Methods and analysis
This is a randomised, double-blinded and placebo-controlled trial. 620 elderly patients (age ≥60 years) who are scheduled to undertake elective major non-cardiac surgery (with an expected duration ≥2 hours) are randomly divided into two groups. For patients in the dexmedetomidine group, a loading dose dexmedetomidine (0.6 µg/kg) will be administered 10 min before anaesthesia induction, followed by a continuous infusion at a rate of 0.5 µg/kg/hour until 1 hour before the end of surgery. For patients in the control group, normal saline will be administered with an identical rate as in the dexmedetomidine group. The primary endpoint is the incidence of delirium during the first five postoperative days.

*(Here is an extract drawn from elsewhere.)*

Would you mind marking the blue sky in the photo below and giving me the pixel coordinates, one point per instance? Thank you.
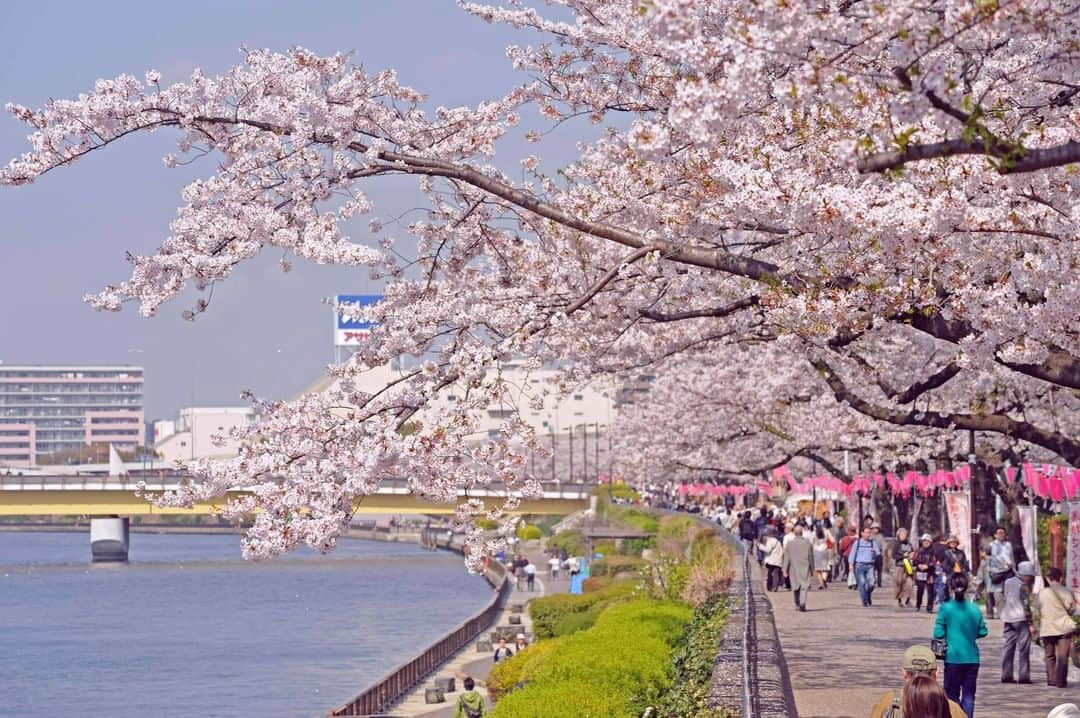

The secondary endpoints include pain intensity, cumulative opioid consumption and subjective sleep quality during the first three postoperative days, as well as the incidence of non-delirium complications and all-cause mortality within 30 days after surgery.
Ethics and dissemination
The study protocol was approved by the Clinical Research Ethics Committee of Peking University First Hospital (2015–987) and registered at Chinese Clinical Trial Registry (http://www.chictr.org.cn) with identifier ChiCTR-IPR-15007654. The results of the study will be presented at academic conferences and submitted to peer-reviewed journals.
Trial registration number
ChiCRR-IPR-15007654; Pre-results.
Keywords: elderly, major non-cardiac surgery, intraoperative dexmedetomidine, postoperative delirium
Strengths and limitations of this study.
The study design will be randomised, double-blinded and placebo-controlled, with a relatively large sample size.
Anaesthesia depth (Bispectral Index) will be monitored to guide anaesthesia maintenance to ensure patients in both groups received equal depth of anaesthesia.
This is a single-centre trial, which will limit the generalisability of the results.
Only early outcomes (up to 30 days after surgery) are assessed in this trial.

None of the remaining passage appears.